Dikes Lotim Waspada Lonjakan Kasus DBD pada Musim Hujan

Kadikes Lotim, dr M Hasby Santoso saat ditemui beberapa waktu lalu di Kantor Bupati Lotim, di Selong, Sabtu (26/12/2020). (Inside Lombok/M.Deni Zarwandi).

Lombok Timur (Inside Lombok) – Dinas Kesehatan Lotim waspada lonjakan kasus Demam Berdarah Dengue (DBD), terlebih saat memasuki musim penghujan. Dinas Kesehatan Lotim tingkatkan kordinasi dengan penanganan kasus dengan puskesmas, guna antisipasi lonjakan kasus DBD.

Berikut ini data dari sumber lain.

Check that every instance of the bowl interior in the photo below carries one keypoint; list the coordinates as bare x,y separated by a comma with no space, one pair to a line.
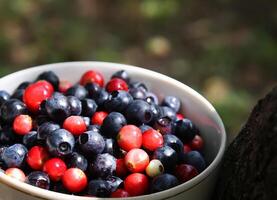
194,106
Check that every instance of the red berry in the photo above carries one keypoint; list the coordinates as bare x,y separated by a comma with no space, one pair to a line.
99,117
119,193
152,139
136,160
16,173
116,84
74,180
136,184
92,77
121,169
197,143
64,86
129,137
185,172
186,148
75,124
55,168
36,157
22,124
35,93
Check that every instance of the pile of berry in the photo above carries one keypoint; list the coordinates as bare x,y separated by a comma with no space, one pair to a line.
113,140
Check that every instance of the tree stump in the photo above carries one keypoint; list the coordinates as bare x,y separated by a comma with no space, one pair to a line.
249,169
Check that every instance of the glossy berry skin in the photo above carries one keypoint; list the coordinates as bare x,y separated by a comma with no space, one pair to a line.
152,139
116,84
57,107
163,182
91,142
136,184
138,112
118,101
154,168
121,169
75,105
14,156
99,188
75,125
36,93
55,168
167,156
36,157
136,160
60,143
38,179
12,108
46,129
76,160
98,117
74,180
120,193
173,142
129,137
104,165
92,76
16,173
185,130
185,172
22,124
112,124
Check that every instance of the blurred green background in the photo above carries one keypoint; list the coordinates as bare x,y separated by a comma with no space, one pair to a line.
225,49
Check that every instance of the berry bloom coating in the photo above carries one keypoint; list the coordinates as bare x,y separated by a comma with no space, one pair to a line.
55,168
36,157
92,77
16,173
129,137
116,84
75,125
136,160
98,117
22,124
136,184
154,168
74,180
152,139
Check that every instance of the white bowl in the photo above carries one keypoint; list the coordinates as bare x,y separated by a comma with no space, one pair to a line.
194,106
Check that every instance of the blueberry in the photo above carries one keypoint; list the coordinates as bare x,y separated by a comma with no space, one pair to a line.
11,108
174,142
4,96
195,159
60,143
104,165
30,139
112,124
185,130
118,101
46,129
163,182
138,112
99,188
77,160
51,77
91,142
167,156
173,102
38,179
75,105
78,91
14,156
57,107
89,107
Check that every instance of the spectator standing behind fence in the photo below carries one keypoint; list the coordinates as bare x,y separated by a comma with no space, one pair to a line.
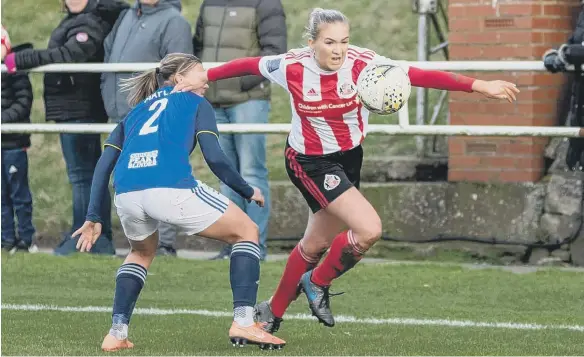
147,32
16,196
554,62
229,29
76,98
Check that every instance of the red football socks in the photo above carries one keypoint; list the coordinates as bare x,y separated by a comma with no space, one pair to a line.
343,255
298,264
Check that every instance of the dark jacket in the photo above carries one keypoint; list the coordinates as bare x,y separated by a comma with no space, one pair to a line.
78,39
229,29
143,33
16,104
575,156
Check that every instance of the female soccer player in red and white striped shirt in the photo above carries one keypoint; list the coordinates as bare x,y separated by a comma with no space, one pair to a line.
324,153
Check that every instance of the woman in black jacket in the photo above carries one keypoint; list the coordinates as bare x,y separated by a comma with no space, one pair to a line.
76,98
16,196
554,62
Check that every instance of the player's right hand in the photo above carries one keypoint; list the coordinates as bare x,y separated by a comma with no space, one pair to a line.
258,197
90,231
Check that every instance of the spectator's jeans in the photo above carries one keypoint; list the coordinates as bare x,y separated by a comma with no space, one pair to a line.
81,152
247,153
16,198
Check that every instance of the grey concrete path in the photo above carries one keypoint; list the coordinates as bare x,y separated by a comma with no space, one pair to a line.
518,269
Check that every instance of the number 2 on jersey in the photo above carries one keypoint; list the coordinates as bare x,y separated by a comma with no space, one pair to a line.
159,106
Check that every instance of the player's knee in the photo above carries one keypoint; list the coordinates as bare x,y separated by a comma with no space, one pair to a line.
144,251
250,232
370,234
314,248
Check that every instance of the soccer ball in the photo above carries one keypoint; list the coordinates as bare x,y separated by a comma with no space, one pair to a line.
383,88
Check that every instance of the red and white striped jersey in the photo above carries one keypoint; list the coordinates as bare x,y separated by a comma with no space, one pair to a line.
326,115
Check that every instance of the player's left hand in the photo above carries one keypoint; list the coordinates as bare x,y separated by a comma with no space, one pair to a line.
90,231
196,85
496,89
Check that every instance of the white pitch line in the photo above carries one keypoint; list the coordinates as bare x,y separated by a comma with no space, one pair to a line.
340,318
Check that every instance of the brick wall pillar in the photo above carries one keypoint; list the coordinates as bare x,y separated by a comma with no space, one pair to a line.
510,30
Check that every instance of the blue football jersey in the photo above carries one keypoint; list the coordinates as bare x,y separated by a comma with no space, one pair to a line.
156,139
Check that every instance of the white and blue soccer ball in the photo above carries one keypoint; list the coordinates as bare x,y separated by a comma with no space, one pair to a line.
383,88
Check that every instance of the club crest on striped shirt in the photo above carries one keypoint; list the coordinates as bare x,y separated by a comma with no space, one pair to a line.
331,182
346,90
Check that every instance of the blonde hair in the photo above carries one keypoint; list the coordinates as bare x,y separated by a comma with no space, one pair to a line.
320,16
144,84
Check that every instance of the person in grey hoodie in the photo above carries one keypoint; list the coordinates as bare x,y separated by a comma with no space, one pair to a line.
146,32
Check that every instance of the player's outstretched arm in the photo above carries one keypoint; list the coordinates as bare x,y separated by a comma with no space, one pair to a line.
456,82
234,68
208,138
91,229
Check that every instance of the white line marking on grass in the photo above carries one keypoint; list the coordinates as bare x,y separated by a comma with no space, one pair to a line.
340,318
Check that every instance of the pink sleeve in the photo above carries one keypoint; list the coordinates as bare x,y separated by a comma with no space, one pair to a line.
440,80
10,62
235,68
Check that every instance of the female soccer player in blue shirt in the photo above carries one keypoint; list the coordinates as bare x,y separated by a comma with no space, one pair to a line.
153,181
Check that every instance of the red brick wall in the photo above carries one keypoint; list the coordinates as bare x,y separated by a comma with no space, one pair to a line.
514,30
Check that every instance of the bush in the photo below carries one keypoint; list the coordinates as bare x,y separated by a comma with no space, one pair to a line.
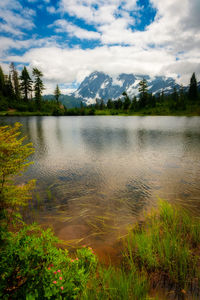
33,267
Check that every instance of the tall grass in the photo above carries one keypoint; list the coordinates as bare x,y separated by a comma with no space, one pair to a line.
112,283
163,252
167,247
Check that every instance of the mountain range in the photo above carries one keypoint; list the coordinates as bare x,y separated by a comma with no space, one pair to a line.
99,85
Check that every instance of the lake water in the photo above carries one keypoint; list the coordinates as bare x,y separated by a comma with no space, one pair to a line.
98,174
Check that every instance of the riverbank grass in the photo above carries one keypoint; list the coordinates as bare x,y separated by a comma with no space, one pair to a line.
167,247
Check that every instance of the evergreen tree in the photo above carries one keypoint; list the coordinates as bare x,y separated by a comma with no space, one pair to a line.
57,94
193,90
109,104
15,81
127,101
38,87
102,105
134,104
8,89
143,92
2,81
26,83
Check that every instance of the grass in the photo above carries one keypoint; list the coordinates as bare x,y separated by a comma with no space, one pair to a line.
167,247
160,254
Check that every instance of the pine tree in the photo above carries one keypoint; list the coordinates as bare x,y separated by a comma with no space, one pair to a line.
15,81
2,81
38,87
57,93
26,83
8,89
127,101
143,92
193,90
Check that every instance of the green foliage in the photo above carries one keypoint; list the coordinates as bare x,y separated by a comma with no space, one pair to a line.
15,81
32,267
167,244
57,93
114,283
26,83
14,155
38,87
193,91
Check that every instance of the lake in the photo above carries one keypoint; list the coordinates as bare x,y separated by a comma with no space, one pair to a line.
96,175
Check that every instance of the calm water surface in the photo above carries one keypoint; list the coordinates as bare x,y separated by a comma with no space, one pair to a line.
96,175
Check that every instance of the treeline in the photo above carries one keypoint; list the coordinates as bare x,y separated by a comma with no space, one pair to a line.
24,92
178,100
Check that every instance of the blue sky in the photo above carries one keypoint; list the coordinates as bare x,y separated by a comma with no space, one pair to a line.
69,39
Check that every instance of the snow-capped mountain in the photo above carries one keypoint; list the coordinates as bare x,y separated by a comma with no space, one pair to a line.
99,85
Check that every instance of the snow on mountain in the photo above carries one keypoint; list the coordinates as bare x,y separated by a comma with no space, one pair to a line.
100,85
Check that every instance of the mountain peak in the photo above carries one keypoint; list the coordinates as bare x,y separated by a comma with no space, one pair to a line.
100,85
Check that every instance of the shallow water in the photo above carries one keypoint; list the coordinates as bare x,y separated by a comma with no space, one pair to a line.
96,175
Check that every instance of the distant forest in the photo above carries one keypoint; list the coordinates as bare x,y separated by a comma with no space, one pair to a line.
22,94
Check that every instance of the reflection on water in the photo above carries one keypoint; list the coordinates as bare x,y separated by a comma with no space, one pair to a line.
97,174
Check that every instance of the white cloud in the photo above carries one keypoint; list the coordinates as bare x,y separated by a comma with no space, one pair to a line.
15,17
73,30
168,46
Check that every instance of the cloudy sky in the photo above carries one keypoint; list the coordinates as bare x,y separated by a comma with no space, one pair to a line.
68,39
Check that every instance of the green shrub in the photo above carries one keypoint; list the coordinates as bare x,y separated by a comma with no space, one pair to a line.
33,267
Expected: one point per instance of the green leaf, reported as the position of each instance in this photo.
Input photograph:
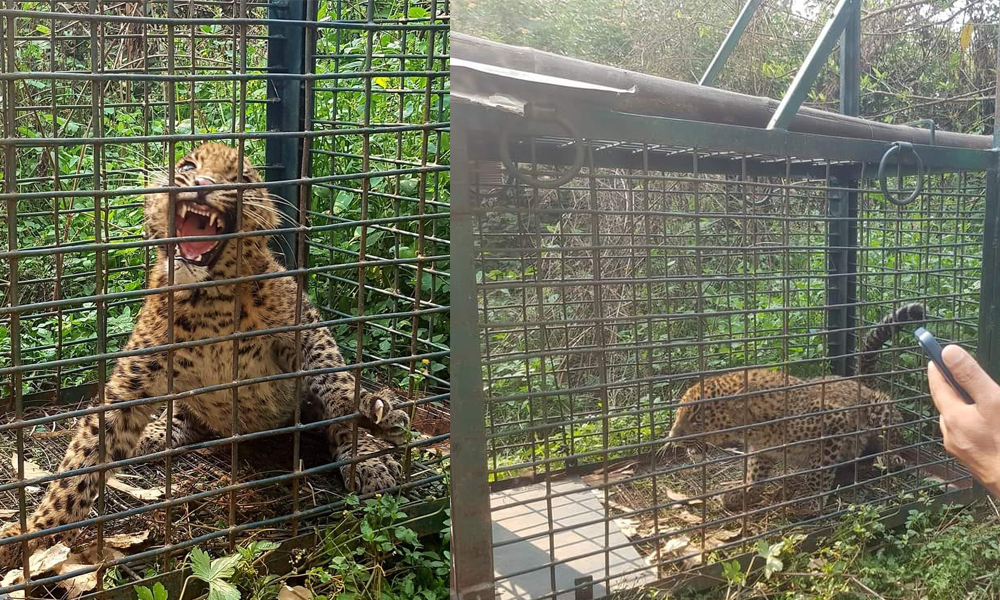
(223, 590)
(201, 564)
(342, 203)
(159, 592)
(223, 568)
(367, 534)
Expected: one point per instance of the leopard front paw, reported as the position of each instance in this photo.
(389, 423)
(10, 554)
(374, 474)
(738, 499)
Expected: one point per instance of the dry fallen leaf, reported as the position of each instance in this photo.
(294, 593)
(674, 545)
(681, 498)
(629, 527)
(41, 562)
(127, 541)
(597, 478)
(721, 538)
(79, 585)
(137, 493)
(31, 471)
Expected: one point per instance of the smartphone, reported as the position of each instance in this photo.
(933, 350)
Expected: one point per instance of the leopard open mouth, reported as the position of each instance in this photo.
(196, 219)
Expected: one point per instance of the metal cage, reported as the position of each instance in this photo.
(344, 108)
(620, 259)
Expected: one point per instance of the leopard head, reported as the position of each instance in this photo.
(699, 420)
(200, 212)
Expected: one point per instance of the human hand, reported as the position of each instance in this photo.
(971, 431)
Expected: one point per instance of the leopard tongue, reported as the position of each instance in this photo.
(193, 226)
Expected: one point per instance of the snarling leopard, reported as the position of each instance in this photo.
(814, 425)
(220, 308)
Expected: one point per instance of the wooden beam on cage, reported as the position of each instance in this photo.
(532, 71)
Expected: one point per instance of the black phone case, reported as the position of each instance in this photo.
(933, 350)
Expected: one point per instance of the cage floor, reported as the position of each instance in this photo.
(629, 500)
(206, 469)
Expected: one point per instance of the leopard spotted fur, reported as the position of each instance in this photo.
(810, 424)
(210, 312)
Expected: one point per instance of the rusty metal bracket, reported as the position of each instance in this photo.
(894, 149)
(534, 115)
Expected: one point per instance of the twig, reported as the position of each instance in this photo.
(864, 587)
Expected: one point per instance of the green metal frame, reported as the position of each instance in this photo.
(845, 11)
(729, 44)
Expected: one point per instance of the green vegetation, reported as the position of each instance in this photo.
(371, 553)
(944, 553)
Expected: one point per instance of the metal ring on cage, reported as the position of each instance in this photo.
(538, 116)
(742, 187)
(893, 149)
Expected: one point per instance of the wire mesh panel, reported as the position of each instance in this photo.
(318, 216)
(675, 326)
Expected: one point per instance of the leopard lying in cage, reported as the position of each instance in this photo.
(772, 399)
(208, 312)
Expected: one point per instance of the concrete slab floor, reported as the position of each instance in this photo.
(578, 506)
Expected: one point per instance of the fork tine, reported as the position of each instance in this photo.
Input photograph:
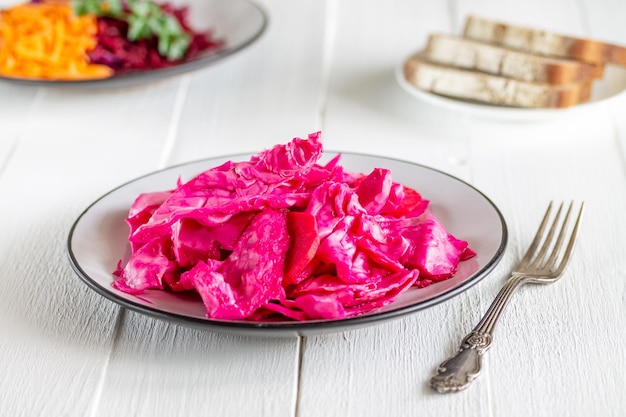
(536, 240)
(539, 258)
(570, 245)
(559, 242)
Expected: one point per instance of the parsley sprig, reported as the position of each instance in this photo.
(145, 19)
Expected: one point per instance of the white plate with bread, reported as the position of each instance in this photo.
(505, 71)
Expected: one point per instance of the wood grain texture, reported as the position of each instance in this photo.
(57, 334)
(322, 65)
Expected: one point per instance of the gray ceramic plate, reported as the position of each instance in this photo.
(238, 22)
(98, 240)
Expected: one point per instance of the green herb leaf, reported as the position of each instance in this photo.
(145, 19)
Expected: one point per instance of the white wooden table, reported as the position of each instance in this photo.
(321, 65)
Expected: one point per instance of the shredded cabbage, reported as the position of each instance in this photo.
(281, 235)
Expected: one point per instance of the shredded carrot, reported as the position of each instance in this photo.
(45, 40)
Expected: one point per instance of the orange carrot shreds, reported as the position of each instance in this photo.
(45, 40)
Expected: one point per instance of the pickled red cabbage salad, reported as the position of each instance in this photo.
(280, 236)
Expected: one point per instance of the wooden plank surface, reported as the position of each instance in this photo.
(322, 65)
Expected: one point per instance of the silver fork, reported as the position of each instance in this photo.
(543, 263)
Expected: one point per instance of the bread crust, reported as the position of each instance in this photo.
(470, 54)
(491, 89)
(544, 42)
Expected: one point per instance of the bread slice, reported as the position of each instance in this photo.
(474, 55)
(492, 89)
(543, 42)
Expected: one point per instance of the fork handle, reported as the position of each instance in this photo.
(458, 371)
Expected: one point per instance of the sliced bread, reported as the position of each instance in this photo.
(543, 42)
(492, 89)
(480, 56)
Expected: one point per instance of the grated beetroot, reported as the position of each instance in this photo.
(122, 55)
(282, 236)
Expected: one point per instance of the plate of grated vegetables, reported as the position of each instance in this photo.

Kepala Dikes Lotim, dr M Hasbi Santoso mengatakan, kasus DBD biasanya mulai meningkat pada minggu kedua dan ketiga bulan Januari hingga bulan Maret mendatang. Sehingga, lonjakan kasus tersebut menjadi kewaspadaan bagi semua pihak.

“Tetapi kita sudah bersurat kepada semua puskesmas yang ada di Lotim, untuk waspada DBD,”ujarnya.

Kasus DBD di Lotim pada tahun 2019 lalu sempat mengalami lonjakan kasus hingga 100 orang lebih, sehingga pihaknya sudah melakukan persiapan penangan agar lonjakan kasus DBD tidak terulang lagi pada tahun 2021 mendatang.

“Kita sangat waspada agar lonjakan tahun 2019 tidak terjadi lagi sekarang,” katanya.

Adapun dari laporan mingguan online yang diterima pihaknya dari puskesmas yang ada di Lotim, kasus DBD saat ini belum mengalami lonjakan yang begitu signifikan.

“Untuk jumlah kasusnya mohon maaf saya tidak tahu persis detailnya,” imbuhnya.

Ia berharap kepada masyarakat untuk tetap waspada dan mengantisipasi kasus DBD, agar kasus tersebut tidak terjadi lagi dan mengalami lonjakan. Masyarakat diminta untuk tetap menjaga kebersihan lingkungan.